On the second anniversary of the ghastly tragedy of 9/11 I wrote:
“Two years after the 9/11 terrorist attacks, the Muslim community in America, victim of guilt by association, remains under siege. Profiled, harassed, reviled, attacked, peeped at by the CIA and the FBI, interrogated and permanently controlled at airports, the whole community felt excluded of American society. After the Japanese attack on the Pearl Harbor, more than 110,000 Japanese Americans on the West Coast were imprisoned in 10 relocation camps in the United States. But after 9/11 2001, the whole country is converted into a virtual detention camp for the Muslims by abridging their civil rights.”
Ten years later, this is true today as the seven-million American Muslims remained besieged through reconfiguration of US laws, policies and priorities in the post-9/11 era.
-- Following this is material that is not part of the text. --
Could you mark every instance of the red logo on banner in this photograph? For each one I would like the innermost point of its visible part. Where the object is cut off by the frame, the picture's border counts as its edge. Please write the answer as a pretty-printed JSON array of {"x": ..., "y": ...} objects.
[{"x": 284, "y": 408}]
Alarmingly, the post-911 America has become less friendly to Muslims to the extent that they have probably replaced other minorities – Hispanics, Native Americans and Afro Americans – as targets of discrimination, hate and prejudice. Many American Muslims have a story of discriminative treatment ranging from physical attacks, a nasty gaze, casual comments to workplace harassment, burning mosques and the Qur’ān. Muslims have witnessed the ever-growing marginalisation of their communities.
According to a PEW survey released on August 30, 2011, forty-three per cent had personally experienced harassment in the past year. The survey also said that 52 per cent of Muslim Americans complained that their community is singled out by government for surveillance.